В лесах. Книга Вторая, стр. 31

На другой день рано поутру Алексей был уж в приказе, Михайло Васильич раньше его приехал туда… Не утерпел голова, залег-таки в озими и, до солнечного всхода накрыв без одного сорок перепелов, повез их не домой, а в приказ. Надивиться не мог Карп Алексеич, увидав, что вслед за начальством десятские тащат в приказ пять больших корзин, укрытых сетями, с прыгавшими там перепелами. Еще больше удивился он, когда Михайло Васильич настойчиво приказал ему писать в казначейство бумагу о выдаче трехгодового паспорта Алексею. Долго спорил Морковкин, но голова крепко стал на своем.
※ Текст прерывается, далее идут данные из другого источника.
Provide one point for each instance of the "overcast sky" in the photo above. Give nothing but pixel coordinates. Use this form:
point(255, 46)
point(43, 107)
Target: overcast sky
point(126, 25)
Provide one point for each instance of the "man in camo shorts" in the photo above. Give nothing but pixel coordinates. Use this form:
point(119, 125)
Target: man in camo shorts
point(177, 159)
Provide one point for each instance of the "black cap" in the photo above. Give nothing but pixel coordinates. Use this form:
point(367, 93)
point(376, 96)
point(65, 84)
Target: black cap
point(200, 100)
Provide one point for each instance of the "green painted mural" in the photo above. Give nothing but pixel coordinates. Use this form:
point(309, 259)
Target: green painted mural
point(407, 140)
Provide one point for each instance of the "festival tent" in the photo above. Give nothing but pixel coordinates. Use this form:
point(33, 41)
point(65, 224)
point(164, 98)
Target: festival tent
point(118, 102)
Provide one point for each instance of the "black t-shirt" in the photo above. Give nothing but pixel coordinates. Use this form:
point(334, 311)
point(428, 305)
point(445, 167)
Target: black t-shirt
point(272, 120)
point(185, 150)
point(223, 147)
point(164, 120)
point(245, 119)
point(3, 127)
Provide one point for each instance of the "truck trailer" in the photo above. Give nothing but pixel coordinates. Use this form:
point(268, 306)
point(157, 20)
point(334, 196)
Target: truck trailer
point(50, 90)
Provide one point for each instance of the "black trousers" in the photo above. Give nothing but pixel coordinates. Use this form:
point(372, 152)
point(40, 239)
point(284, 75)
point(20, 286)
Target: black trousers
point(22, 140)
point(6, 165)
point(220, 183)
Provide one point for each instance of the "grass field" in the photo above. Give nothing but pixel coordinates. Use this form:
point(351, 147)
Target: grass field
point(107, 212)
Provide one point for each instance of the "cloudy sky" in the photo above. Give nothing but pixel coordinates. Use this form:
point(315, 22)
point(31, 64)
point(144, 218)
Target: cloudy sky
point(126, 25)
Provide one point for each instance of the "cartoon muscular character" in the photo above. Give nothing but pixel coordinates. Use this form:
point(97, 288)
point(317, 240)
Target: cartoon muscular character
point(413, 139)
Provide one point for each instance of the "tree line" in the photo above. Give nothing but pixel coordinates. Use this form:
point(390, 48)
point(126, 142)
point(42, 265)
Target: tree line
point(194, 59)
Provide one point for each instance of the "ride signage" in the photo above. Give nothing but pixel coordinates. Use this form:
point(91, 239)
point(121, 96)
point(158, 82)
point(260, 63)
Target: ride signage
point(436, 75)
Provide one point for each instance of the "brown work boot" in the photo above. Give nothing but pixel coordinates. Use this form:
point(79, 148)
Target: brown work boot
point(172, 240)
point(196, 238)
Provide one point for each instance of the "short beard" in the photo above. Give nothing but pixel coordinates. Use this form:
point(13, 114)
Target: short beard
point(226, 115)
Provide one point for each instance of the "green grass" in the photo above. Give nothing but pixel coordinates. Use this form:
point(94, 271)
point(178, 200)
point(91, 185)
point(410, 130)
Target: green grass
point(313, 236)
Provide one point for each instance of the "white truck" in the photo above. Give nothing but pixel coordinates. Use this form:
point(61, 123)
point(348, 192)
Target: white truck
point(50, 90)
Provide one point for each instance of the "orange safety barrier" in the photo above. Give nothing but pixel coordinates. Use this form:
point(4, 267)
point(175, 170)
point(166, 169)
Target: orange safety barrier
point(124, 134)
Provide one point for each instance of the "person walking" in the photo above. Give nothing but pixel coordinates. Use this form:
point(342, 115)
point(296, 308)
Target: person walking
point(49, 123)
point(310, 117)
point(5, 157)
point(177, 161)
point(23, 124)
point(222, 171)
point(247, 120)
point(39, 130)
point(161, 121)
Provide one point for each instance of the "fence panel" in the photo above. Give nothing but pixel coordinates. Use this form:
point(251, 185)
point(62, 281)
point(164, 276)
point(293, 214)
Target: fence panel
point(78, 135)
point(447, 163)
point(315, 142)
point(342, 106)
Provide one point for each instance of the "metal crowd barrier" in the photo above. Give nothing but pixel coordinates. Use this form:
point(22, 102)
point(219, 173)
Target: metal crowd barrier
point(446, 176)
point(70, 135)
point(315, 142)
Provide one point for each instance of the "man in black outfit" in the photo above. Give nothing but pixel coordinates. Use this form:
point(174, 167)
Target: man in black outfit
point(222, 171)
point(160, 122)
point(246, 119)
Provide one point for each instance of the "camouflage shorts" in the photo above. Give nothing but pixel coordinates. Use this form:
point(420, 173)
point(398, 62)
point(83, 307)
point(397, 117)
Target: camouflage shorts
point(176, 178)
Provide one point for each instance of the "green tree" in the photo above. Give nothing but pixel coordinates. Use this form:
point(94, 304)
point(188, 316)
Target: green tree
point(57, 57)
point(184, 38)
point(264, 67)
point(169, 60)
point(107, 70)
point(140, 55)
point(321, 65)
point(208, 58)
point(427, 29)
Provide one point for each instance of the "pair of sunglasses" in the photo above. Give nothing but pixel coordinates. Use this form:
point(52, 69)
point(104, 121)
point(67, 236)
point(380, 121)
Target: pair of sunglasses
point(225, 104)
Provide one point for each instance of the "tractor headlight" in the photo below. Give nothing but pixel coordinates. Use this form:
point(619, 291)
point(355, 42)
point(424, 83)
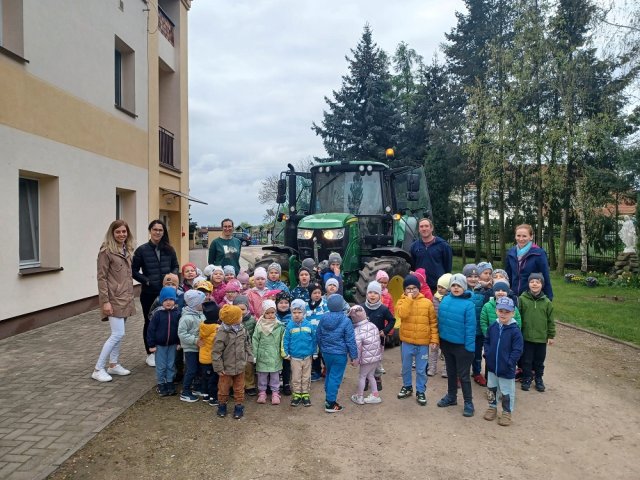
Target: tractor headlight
point(304, 234)
point(333, 234)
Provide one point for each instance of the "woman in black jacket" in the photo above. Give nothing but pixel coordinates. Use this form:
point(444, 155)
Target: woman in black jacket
point(151, 261)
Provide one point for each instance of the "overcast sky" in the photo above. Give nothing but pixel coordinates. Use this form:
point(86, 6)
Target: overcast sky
point(258, 75)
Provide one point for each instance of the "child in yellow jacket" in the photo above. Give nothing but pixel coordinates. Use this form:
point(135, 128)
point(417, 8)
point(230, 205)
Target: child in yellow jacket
point(418, 332)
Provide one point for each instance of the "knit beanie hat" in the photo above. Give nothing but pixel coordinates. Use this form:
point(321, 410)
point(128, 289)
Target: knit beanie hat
point(411, 280)
point(189, 264)
point(335, 257)
point(331, 281)
point(470, 269)
point(299, 304)
point(382, 275)
point(374, 287)
point(243, 277)
point(482, 266)
point(171, 279)
point(357, 314)
point(501, 286)
point(445, 281)
point(335, 302)
point(230, 314)
point(536, 276)
point(260, 272)
point(309, 263)
point(501, 272)
point(275, 266)
point(194, 298)
point(458, 279)
point(233, 286)
point(268, 305)
point(168, 293)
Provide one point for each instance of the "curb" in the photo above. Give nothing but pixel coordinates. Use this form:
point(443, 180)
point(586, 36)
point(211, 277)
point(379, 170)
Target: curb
point(601, 335)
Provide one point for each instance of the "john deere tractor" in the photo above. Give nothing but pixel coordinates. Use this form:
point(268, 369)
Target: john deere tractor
point(363, 210)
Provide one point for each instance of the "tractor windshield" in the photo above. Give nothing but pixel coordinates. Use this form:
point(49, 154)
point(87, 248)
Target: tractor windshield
point(353, 192)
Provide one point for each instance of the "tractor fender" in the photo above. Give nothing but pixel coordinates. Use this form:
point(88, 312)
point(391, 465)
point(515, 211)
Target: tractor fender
point(392, 252)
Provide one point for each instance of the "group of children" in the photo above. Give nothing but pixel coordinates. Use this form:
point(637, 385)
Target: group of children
point(268, 340)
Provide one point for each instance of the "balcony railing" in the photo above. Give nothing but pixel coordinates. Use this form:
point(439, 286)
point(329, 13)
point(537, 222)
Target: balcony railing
point(165, 25)
point(166, 147)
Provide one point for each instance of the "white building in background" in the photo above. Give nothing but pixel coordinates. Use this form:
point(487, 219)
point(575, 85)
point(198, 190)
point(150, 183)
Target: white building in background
point(93, 127)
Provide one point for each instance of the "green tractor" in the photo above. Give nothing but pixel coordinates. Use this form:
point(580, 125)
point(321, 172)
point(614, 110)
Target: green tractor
point(366, 211)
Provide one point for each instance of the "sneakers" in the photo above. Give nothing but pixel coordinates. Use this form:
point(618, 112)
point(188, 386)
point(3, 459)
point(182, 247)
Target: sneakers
point(188, 397)
point(238, 411)
point(480, 380)
point(332, 407)
point(101, 375)
point(491, 414)
point(151, 360)
point(447, 401)
point(505, 419)
point(468, 409)
point(118, 370)
point(405, 392)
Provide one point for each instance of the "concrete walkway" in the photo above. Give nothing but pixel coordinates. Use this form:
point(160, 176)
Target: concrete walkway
point(49, 404)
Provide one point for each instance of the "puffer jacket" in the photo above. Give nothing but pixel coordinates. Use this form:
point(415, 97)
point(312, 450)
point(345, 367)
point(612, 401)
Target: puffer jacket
point(368, 342)
point(267, 349)
point(231, 351)
point(153, 268)
point(503, 346)
point(115, 284)
point(538, 324)
point(335, 335)
point(419, 323)
point(207, 335)
point(457, 320)
point(299, 339)
point(488, 316)
point(189, 329)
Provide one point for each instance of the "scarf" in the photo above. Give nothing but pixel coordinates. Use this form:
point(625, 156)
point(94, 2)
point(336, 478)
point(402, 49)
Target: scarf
point(521, 252)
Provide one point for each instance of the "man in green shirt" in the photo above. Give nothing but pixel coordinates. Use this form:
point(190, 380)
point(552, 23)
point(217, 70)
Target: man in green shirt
point(225, 250)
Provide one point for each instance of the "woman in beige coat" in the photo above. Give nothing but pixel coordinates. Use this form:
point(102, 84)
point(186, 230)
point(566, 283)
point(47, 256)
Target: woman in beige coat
point(115, 294)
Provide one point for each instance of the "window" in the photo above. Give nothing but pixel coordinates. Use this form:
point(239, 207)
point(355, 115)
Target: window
point(125, 80)
point(29, 223)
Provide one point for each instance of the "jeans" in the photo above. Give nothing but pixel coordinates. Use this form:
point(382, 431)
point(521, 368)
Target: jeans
point(477, 358)
point(458, 361)
point(209, 380)
point(191, 361)
point(111, 347)
point(336, 365)
point(165, 363)
point(421, 354)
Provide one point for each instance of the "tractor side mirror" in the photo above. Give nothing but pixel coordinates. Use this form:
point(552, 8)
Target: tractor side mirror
point(282, 191)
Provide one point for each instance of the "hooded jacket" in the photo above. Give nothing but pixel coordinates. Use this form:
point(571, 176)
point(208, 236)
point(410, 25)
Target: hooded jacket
point(335, 335)
point(457, 320)
point(503, 347)
point(368, 342)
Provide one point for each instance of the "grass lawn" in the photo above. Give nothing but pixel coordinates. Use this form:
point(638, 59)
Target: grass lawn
point(613, 311)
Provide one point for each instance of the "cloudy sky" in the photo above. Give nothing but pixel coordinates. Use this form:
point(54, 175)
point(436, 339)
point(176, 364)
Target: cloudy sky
point(258, 75)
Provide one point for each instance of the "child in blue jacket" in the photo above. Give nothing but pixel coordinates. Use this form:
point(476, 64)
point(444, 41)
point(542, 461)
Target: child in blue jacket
point(503, 346)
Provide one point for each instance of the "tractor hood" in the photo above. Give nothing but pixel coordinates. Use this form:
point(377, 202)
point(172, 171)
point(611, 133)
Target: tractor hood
point(327, 220)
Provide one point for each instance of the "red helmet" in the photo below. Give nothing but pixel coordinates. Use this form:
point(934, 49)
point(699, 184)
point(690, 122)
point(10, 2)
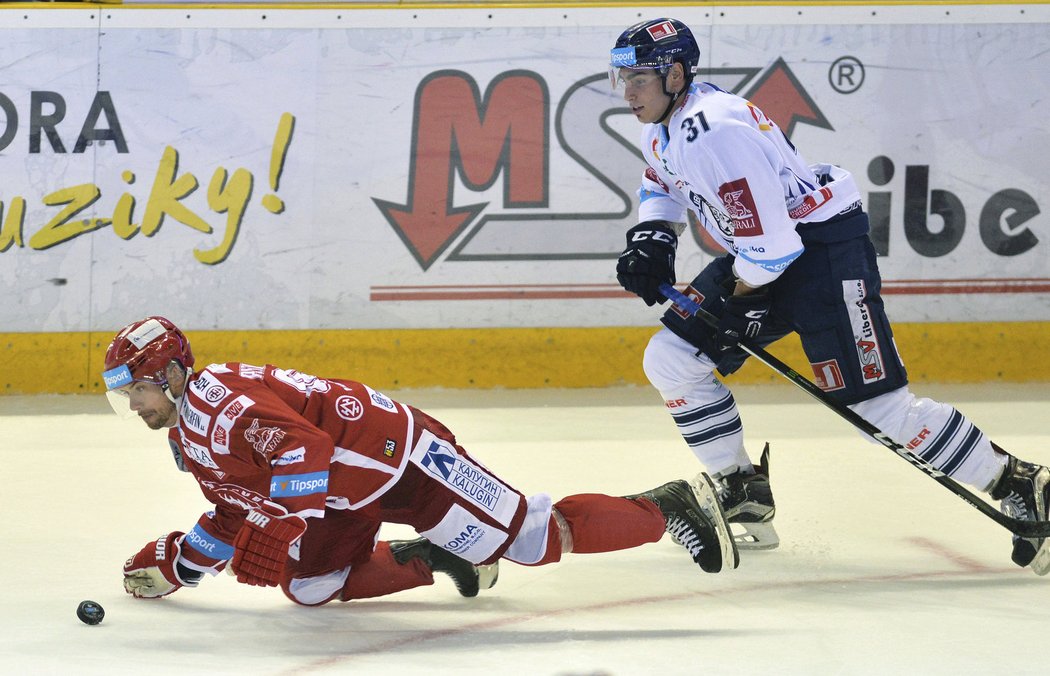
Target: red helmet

Когда же Карп Алексеич наотрез отказался писать ту бумагу, Михайло Васильич позвал приказного мальчика, велел ему написать удостоверенье, подписал и своими руками казенную печать приложил.

Когда Алексей явился в приказ, дело было уж сделано и бумага ему тотчас же выдана. Ступай, значит, на все четыре стороны.

— Ишь, раскозырялся!.. — злясь и лютуя, ворчал Морковкин, стоя на крыльце, когда удельный голова поехал в одну, а Лохматый в другую сторону.Ишь, раскозырялся, посконная борода!.. Постой-погоди ты у меня!.. Я те нос-от утру!.. Станешь у меня своевольничать, будешь делать не по-моему!.. Слетишь с места, мошенник ты эдакой, слетишь!..

И, воротясь в свою горницу, усердно принялся за кизлярку, раскидывая умом, как бы насолить голове.

И придумал послать в удельную контору донос на Михайла Васильича.

ГЛАВА ВОСЬМАЯ

Все други-приятели съехались к Патапу Максимычу на Настины сорочины. Приехал кум Иван Григорьич с Груней и с детками, приехал Михайло Васильич с Ариной Васильевной, кое-кто из Городца, кое-кто из городу. Из Комарова на пяти тройках жирных келейных лошадей матери и белицы прикатили. Сама матушка Манефа пожаловала, очень желательно было ей помянуть племянницу — не привел господь в землю ее опустить, так хоть в сорочины над ее могилкой поминальную службу справить. А чтоб справить ту службу благолепнее, захватила она с собой уставщицу мать Аркадию да соборных стариц, мать Назарету да мать Ларису, и Марьюшку головщицу со всем правым клиросом… Фленушку тоже привезла и новую келейницу свою Устинью Московку… Прихватила и гостя обительского Василья Борисыча. Много звал Патап Максимыч на поминки Марью Гавриловну — не поехала — пуще да пуще в ту пору ей нездоровилось.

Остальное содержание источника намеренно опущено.